Ottawa Citizen

Report’s lessons not learned

‘Gaps’ in data gathering hold ‘potential to delay’ early outbreak detection

- RYAN TUMILTY in Ottawa

A clear picture of the fight against COVID-19 is being hampered by lack of consistent data about the virus across the country, Canada’s Chief Public Health Officer Theresa Tam said Wednesday.

But the problem of sharing such data among provinces was flagged four years ago in a report commission­ed by the nation’s top public health officers. Failure to put in place a mechanism for data surveillan­ce across the country would have negative consequenc­es for people’s health, said the 2016 report.

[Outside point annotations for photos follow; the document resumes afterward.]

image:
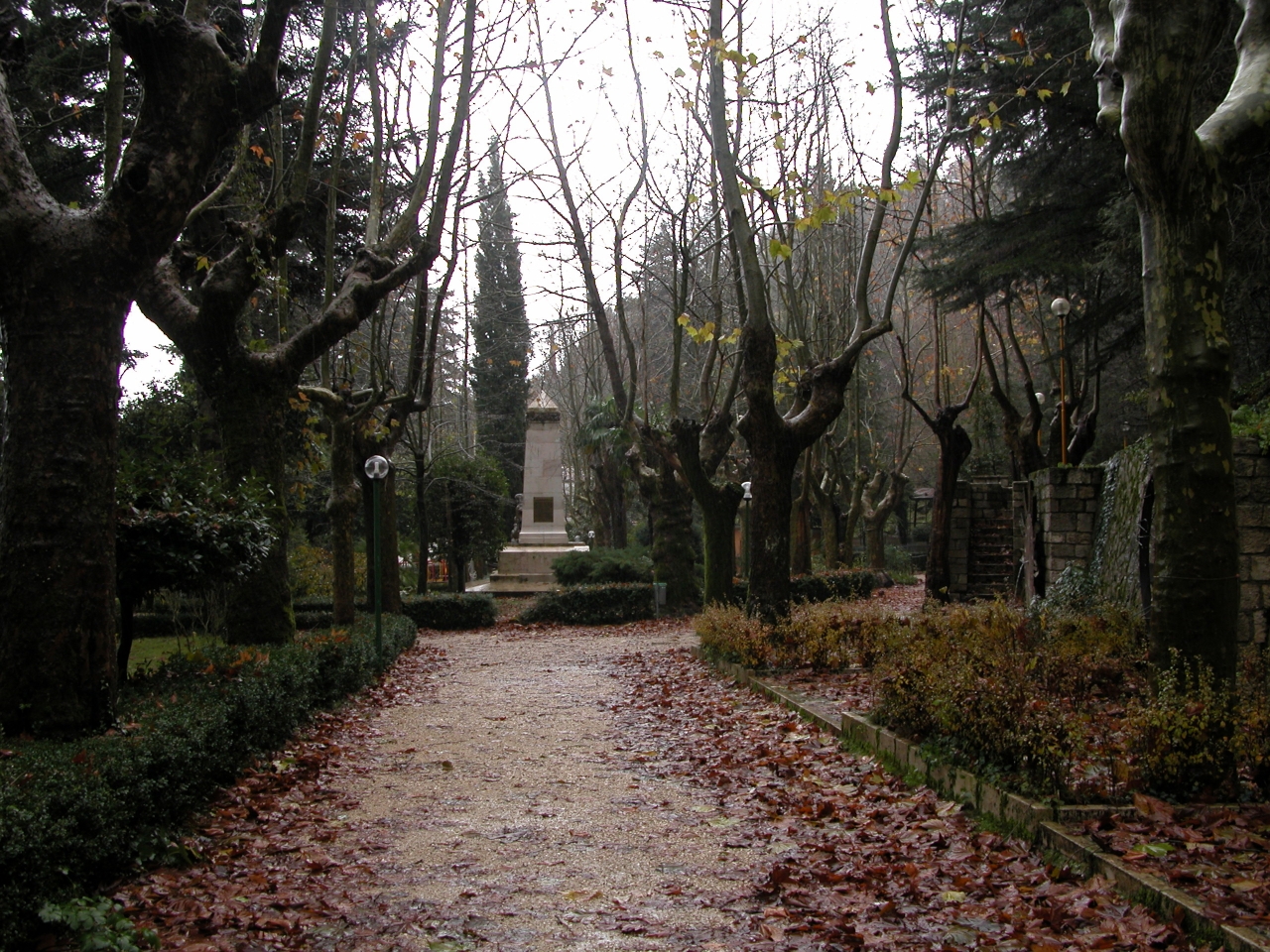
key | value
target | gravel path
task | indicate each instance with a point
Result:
(509, 819)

Despite that report, inadequate data sharing informatio­n has been a problem during the COVID-19 crisis, Tam admitted Wednesday.

“Data is extremely important obviously to any outbreak,” she said. “There’s obviously some gaps, particular­ly in reporting to the national level, that we do have to address.”

The 2016 report was commission­ed by the Pan Canadian Public Health Care Network, a group designed to coordinate the work of the nation’s top public health officers. It flagged that Canada’s public health surveillan­ce system was inadequate, with inconsiste­nt data sharing between provinces, a lack of common standards and gaps that could hamper a response to a virus like COVID-19.

The network’s report was a blueprint for how to create a more unified system for public health, one where all provinces looked for similar problems and collected data in a similar way. It found provinces collected data differentl­y and didn’t have consistent standards when it came to monitoring for disease outbreaks.

“The lack of a mechanism to align surveillan­ce standards across Canada is a missing pillar of surveillan­ce infrastruc­ture that holds the potential to delay the early detection of outbreaks and is a barrier to better understand­ing chronic diseases and injuries, resulting in negative consequenc­es for the health of Canadians,” reads the report.

Since the outbreak began, not only have Canadian provinces counted their COVID-19 data in different ways, they have also switched their methodolog­ies during the outbreak.

While some provinces use fully electronic systems to report new cases and trace the contacts of people who are infected, it has been revealed that others still use fax machines to report the informatio­n.

THERE’S OBVIOUSLY SOME GAPS, PARTICULAR­LY IN REPORTING TO THE NATIONAL LEVEL.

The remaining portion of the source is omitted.